In many cases, blends must be made at elevated temperatures to ensure proper mixing. When this is the case, a heat exchanger can be added to the skid unit in the blend header between the base oil inlets and the additive inlets. A typical exchanger would be sized to increase the base oil temperature by about 70F(22C) before introduction of the additive streams.

Our control system features non-proprietary programming using commercially-available software, so after installation the program can be easily altered by the client to add new inputs and outputs, change sequences, change functionality, etc. Our data bases and formulation tables are spreadsheet-based, so they can be maintained by anyone familiar with Microsoft Excel spreadsheets.

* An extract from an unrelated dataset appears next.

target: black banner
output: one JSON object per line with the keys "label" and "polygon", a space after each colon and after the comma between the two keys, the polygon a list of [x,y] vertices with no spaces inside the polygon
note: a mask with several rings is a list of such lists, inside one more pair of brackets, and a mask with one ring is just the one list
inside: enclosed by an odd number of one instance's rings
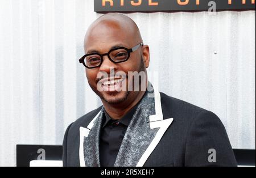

Simultaneous Metering Blending (SMB): An SMB system is similar to in-line blending which uses a number of meter/valve subsystems to deliver raw materials into a mixing line or header. This blending method uses a "sandwich" blending approach introducing a base component into the line first, followed by a mixture of base component and additives, then finishing with the balance of the base component(s). All components are transferred directly to the finished product tank where homogenization takes place. Blending rates are limited only by line sizes and the capacity of the pumps feeding blending components the blender.
SMB
SMB on Truck

The main difference between an SMB and an ILB, is the ILB must blend proportionally and its rate is controlled by that of its slowest component. An SMB blends simultaneously with all components being added at the their maximum rates for varying lengths of time. An SMB is therefore more adaptable to product-slate and/or formulation changes; this is because the blend component pumps are not sized to fit specific flow ranges.

The SMB control system monitors and controls all aspects of the blending operation, stores and maintains all product formulations and respective blending recipes, and provides graphic interface at the operator's control console. The control system can also perform automated pigging control and higher plant-level functions, such as bulk inventories, laboratory data handling, and interfaces to scheduling and customer service.

Heat Exchanger
Heat Exchanger on Skid
In many cases, blends must be made at elevated temperatures to ensure proper mixing. When this is the case, a heat exchanger can be added to the skid unit in the blend header between the base oil inlets and the additive inlets. A typical exchanger would be sized to increase the base oil temperature by about 70F(22C) before introduction of the additive streams.

Our control system features non-proprietary programming using commercially-available software, so after installation the program can be easily altered by the client to add new inputs and outputs, change sequences, change functionality, etc. Our data bases and formulation tables are spreadsheet-based, so they can be maintained by anyone familiar with Microsoft Excel spreadsheets.